That dog will not hunt.
First, ask what the warp is doing
Before I care how many warps are resident, I want to know whether the warps that do run are doing useful work.
The first pass is plain:
- are adjacent threads touching adjacent memory?
- are loads aligned enough for the hardware to help?
- are branches splitting the warp in a hot path?
- are we reading the same global memory twice?
- are we benchmarking the production shape or a toy shape?
Low occupancy can hurt. So can making a lot of resident warps wait on bad memory accesses. More lanes in traffic do not help much if everybody is driving into a ditch.
A small benchmark can lie cleanly
The trap is a benchmark that is too neat.
Square matrices. Nice powers of two. Warm cache. No ragged batch. No real sequence lengths. No upstream layout weirdness. Everything behaves, and the kernel looks better than it has any right to look in production.
Then the real workload shows up with awkward shapes and a tensor view that came from three layers back, and the profiler starts telling a different story.
I want the benchmark shape to look like the shape that pays the bill.
ncu --set full ./bench_kernel \
--batch 7 \
--seq-len 1536 \
--hidden 4096 \
--dtype bf16
Those flags are not magic. The point is to make the benchmark uncomfortable in the same way production is uncomfortable.
Occupancy still has a job
Occupancy becomes useful after the basics are accounted for.
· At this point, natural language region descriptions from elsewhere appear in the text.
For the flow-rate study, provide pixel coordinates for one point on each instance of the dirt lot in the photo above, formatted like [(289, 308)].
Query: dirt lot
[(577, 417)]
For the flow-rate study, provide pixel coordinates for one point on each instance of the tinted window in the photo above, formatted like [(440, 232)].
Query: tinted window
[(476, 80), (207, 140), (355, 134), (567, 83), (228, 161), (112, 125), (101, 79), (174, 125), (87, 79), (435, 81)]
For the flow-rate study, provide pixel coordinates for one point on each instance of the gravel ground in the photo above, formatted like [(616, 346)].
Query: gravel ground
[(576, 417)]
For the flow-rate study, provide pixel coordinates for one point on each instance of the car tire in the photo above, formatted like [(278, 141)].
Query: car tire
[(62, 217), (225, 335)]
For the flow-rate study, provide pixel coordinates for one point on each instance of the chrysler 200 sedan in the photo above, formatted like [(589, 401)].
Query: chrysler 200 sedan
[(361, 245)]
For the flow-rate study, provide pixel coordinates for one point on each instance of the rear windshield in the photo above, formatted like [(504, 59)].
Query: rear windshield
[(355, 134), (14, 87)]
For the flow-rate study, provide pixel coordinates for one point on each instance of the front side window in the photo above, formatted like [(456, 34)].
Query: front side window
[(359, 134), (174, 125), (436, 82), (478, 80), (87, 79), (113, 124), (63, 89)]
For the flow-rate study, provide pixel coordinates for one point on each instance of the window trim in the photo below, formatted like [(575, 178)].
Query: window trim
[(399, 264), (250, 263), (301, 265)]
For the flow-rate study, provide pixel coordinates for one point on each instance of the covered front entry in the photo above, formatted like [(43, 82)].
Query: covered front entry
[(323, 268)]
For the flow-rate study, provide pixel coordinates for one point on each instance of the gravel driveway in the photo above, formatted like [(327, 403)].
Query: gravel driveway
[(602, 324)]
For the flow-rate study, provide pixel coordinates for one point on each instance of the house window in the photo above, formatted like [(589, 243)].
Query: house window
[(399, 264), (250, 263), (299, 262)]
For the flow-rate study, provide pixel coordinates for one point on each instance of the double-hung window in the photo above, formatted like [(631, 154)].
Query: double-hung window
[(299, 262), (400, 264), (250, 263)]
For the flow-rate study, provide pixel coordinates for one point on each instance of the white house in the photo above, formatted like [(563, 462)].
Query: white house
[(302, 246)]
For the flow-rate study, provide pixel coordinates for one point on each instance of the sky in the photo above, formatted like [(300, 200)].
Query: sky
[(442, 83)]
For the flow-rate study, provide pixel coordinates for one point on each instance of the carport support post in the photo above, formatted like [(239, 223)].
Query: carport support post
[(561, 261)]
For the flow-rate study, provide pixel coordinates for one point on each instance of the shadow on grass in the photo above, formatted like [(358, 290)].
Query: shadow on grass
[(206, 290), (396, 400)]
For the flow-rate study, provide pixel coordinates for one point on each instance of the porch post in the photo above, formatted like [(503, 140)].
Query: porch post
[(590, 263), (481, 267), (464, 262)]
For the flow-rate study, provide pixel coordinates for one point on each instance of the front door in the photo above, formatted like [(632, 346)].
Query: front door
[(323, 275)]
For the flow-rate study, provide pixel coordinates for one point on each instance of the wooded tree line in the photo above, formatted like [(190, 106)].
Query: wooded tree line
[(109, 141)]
If memory transactions look sane, branch behavior is not embarrassing, launch overhead is not dominating, and the output is still slow, then I care about what is limiting resident warps:
- registers per thread
- shared memory per block
- block size
- instruction latency
- dependency chains
At that point, occupancy is part of the investigation. It is not the investigation.
The smell test
The rule I use is simple: do not optimize occupancy until you can explain why the current warps are slow.
If the memory story is bad, fix that first. If the benchmark shape is fake, fix that first. If correctness depends on a quiet assumption about layout, fix that first.
Occupancy is a useful counter. It is not a strategy.